Разговор с шефом укрепил намерение Шлезингера немедленно разыскать военнопленного матроса. На следующий день он поехал в карлхорстский лагерь.
Погода снова испортилась. Небо затянули свинцовые тучи, начал накрапывать мелкий, противный дождик. На сторожевых вышках виднелись сгорбленные фигуры часовых. Охранники в черных клеенчатых плащах, держа на поводке овчарок, ежась от сырости, медленно прохаживались вдоль ограды из колючей проволоки.
Во двор вывели для утренней проверки военнопленных, прозвучала команда «Стройся!». Из небольшого кирпичного дома вышли двое: комендант лагеря майор Зеем, которого за злобность и коварство заключенные окрестили Змеем, и с ним молодой обер-лейтенант. Они молча стали обходить ряды пленных. Вскоре гость остановился около русого, худого заключенного в потертом флотском бушлате. Тот побледнел. «Кажется, не он, хотя и похож, — размышлял обер-лейтенант. — Надо проверить».

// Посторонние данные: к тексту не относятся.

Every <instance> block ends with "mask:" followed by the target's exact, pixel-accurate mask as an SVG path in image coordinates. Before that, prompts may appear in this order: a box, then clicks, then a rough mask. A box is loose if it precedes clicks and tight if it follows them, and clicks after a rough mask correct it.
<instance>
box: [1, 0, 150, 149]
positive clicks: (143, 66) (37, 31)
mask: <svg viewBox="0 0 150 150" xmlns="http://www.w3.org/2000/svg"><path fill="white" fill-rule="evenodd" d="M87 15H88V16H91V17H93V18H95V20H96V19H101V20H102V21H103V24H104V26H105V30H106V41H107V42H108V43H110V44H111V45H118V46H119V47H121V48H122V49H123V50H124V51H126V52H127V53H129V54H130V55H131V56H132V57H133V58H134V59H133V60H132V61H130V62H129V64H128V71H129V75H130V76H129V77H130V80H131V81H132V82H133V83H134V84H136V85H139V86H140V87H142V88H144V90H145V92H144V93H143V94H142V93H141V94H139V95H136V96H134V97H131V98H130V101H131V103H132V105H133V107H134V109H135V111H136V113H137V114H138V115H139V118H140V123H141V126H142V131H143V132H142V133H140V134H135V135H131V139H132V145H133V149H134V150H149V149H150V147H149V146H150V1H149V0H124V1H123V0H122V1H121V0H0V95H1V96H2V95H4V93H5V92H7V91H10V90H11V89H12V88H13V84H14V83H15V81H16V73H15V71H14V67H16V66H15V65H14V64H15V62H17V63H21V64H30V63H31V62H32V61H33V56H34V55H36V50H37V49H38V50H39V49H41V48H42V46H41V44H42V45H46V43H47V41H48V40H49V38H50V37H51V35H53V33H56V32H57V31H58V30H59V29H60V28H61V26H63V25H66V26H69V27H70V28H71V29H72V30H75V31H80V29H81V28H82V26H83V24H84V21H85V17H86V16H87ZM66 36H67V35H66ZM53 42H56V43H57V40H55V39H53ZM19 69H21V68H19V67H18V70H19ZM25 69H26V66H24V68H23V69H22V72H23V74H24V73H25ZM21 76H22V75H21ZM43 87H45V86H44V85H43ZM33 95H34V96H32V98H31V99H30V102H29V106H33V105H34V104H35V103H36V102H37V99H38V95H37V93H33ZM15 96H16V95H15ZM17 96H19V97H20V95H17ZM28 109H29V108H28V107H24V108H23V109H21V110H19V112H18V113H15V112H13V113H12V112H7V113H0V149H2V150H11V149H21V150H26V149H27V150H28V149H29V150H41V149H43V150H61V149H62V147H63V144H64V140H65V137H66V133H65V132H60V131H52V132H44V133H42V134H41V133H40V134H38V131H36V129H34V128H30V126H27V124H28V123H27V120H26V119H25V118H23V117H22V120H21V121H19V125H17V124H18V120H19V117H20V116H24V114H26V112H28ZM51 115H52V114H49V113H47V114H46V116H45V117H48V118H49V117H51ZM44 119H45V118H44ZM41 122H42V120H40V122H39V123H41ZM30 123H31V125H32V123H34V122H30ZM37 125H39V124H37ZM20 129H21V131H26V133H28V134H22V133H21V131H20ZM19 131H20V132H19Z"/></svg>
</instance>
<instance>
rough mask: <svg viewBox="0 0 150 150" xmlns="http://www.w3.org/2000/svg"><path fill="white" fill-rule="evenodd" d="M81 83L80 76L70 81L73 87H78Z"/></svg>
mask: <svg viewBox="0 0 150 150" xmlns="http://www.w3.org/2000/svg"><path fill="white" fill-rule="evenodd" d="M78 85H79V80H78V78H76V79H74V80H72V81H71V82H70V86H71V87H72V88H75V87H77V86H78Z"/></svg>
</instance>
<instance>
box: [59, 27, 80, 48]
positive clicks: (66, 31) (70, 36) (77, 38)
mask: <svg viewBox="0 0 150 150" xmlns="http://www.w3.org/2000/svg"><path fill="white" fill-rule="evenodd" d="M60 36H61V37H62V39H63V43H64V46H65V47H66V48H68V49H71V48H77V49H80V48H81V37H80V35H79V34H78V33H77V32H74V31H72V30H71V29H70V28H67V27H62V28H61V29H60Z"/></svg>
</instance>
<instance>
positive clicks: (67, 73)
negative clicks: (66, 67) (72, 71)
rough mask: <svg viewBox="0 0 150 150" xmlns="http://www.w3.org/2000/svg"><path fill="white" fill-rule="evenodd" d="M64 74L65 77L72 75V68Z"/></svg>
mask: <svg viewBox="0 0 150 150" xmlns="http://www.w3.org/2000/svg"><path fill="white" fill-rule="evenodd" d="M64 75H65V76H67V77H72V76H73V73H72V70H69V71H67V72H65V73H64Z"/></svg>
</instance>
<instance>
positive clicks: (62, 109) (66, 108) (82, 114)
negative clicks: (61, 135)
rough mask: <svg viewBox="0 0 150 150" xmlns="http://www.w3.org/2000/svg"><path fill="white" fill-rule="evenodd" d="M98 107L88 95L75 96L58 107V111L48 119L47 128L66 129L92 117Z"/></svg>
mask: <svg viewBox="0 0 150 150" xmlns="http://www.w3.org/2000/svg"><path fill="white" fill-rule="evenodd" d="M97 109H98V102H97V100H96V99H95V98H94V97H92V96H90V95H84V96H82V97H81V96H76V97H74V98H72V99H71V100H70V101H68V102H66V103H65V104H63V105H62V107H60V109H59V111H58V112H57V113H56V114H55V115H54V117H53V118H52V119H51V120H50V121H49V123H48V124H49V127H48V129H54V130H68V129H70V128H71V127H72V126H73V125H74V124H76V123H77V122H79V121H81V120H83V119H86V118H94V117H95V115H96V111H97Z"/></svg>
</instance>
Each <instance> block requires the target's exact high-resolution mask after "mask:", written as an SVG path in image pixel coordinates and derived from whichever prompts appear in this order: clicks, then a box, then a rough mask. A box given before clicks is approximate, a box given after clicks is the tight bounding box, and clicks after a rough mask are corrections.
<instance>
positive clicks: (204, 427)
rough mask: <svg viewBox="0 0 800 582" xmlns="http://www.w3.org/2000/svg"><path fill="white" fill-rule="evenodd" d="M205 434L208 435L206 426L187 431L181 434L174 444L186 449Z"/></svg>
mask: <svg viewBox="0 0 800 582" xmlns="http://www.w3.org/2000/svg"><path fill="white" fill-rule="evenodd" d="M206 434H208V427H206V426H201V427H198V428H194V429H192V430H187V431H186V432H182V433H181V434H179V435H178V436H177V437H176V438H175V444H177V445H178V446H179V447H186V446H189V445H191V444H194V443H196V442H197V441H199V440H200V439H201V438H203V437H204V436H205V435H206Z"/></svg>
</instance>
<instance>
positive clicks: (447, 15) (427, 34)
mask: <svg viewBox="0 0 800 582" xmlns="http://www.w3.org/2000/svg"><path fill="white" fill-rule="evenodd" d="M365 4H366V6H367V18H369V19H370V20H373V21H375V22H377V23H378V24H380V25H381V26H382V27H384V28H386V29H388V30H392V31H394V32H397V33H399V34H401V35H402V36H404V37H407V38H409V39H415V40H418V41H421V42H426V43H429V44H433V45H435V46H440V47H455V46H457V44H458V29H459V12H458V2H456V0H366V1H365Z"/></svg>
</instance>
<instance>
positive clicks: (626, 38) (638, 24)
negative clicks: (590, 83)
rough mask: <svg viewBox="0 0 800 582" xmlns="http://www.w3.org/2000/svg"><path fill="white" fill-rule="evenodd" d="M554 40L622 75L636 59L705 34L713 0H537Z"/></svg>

— Guten tag, — поздоровался Шлезингер и опустил руку на плечо пленного.
Этот жест имел особое значение. Когда к заключенному обращался таким способом кто-либо из официальных лиц, охрана немедленно отделяла его от остальных. Среди пленных не было больше похожих на того матроса, однако обер-лейтенант, скрывая свой интерес к матросу, еще дважды обращался к понуро стоящим пленным.
Перед отъездом Шлезингер долго сидел в кабинете Зеема. Тот угощал его французским коньяком, но держался настороженно. Хорошо зная состав содержащихся в лагере заключенных и для чего эти узники понадобились «Зондерштабу-Р», он видел, что обер-лейтенант выбрал явно не то, что надо. Однако вмешиваться и давать советы воздержался: кто его знает, как эти загадочные русские поведут себя на той стороне? Лишь намекнул:
— Считаете, они подойдут вам?
— А вы как думаете? — вопросом на вопрос ответил обер-лейтенант.
— Я в этом не очень разбираюсь, — схитрил комендант. — По мне, так всех бы их к стенке или в газовые камеры, чтобы патроны не тратить… — И, наполнив рюмки, продолжил: — Я давно работаю в лагерях и достаточно изучил психологию большевиков. Эти люди фанатично верят в свои идеалы. Кстати, в одиночке у меня две недели сидел такой фанатик — черноморский матрос. У него в кармане нашли разлинованный на квадратики портрет Ленина, вырезанный из какой-то газеты, — видимо, собирался срисовать. И что вы думаете? Матрос кинулся на охранника с кулаками! Мы, разумеется, могли бы его ликвидировать, но важно выяснить, где он взял эту вырезку из газеты, а он молчит. Об этом типе я информировал гестапо. Надеюсь, он все же заговорит.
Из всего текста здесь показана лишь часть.